NYC’s Savoy Park Apartments $210 Million Loan Modified
A real estate fund created by Citigroup Inc. (C) and L&M Development Partners modified the $210 million loan on New York’s Savoy Park apartments after they took over the property.
The senior mortgage on the rent-stabilized Harlem complex was split into two, including a $50 million portion on which payments may be deferred until the property is sold, according to a note by LNR Partners LLC, the loan’s servicer.
Citigroup and L&M announced last month that they agreed to buy the seven-building complex, which was valued at $153.3 million in 2011, according to data compiled by Bloomberg. They took ownership after junior lenders they were affiliated with gained control when the original borrowers, AREA Property Partners LP and Vantage Properties LLC, failed to make payments.
“Lenders maybe are less patient than they used to be, and if they conclude that the borrower is not necessary for the project to work, maybe they’re going to get aggressive in getting rid of the borrower,” said Joshua Stein, principal of New York-based commercial real estate firm Joshua Stein PLLC, who was not involved in the deal.

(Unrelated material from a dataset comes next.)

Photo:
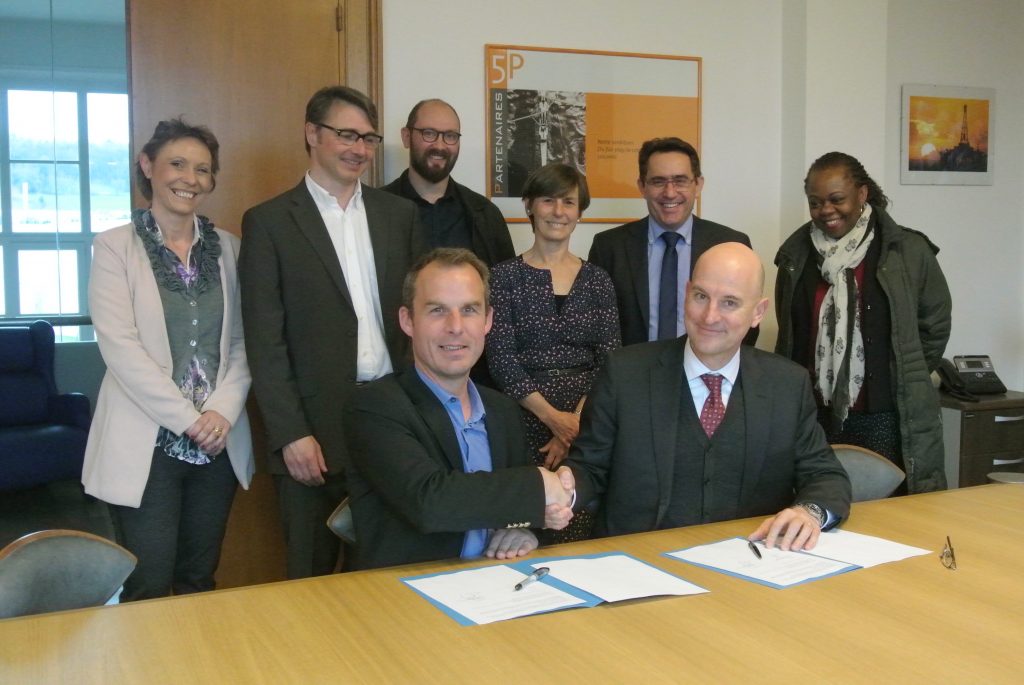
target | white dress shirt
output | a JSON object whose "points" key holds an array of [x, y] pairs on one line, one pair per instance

“The trend has been amend, extend, pretend, wait,” he said in a telephone interview. “And with values recovering, that has worked pretty well. But rent-stabilized properties in New York City have a pretty steady income stream, and if it couldn’t service the old debt, that probably isn’t going to change.”
Mounting Debt
Vantage and AREA bought Savoy Park for $175 million in 2006, near the peak of the commercial real estate market. In 2007, the complex was valued at $420 million on the expectation of higher rents, according to data compiled by Bloomberg. That same year, the owners borrowed against the property, adding $367.5 million of debt, including the $210 million senior mortgage that was packaged into bonds and sold to investors.
The partners were unable to raise apartment rents high enough to cover the debt service, prompting a transfer in 2010 of the senior loan to a so-called special servicer, Bloomberg data show. Special servicers negotiate with property owners on behalf of commercial-mortgage bondholders.
With 97 percent of Savoy Park’s units occupied, Vantage and AREA generated enough income to cover only half of the about $1.1 million in monthly interest payments on the mortgage, according to Bloomberg data from 2009.
Jonathan Gasthalter, a spokesman for Vantage, and Eric Waters, an AREA spokesman, declined to comment on the loan transfer. Maya Kriet, a spokeswoman for L&M, didn’t respond to an e-mail.
Loan Terms
Citigroup and L&M negotiated new terms for the senior mortgage, splitting it into two, including a $160 million portion on which the partners will make monthly interest payments at a reduced rate, LNR said in the note. The owners won’t be required to pay off the $50 million second loan until the property is sold or refinanced.
The servicer extended the loan maturity by almost four years, to December 2017, with the option of another extension to April 2018, according to the note.
As part of the deal, Citigroup and L&M paid $3.15 million in fees, LNR said. They also invested $17 million in new equity in the property, which will accrue interest at 13 percent annually.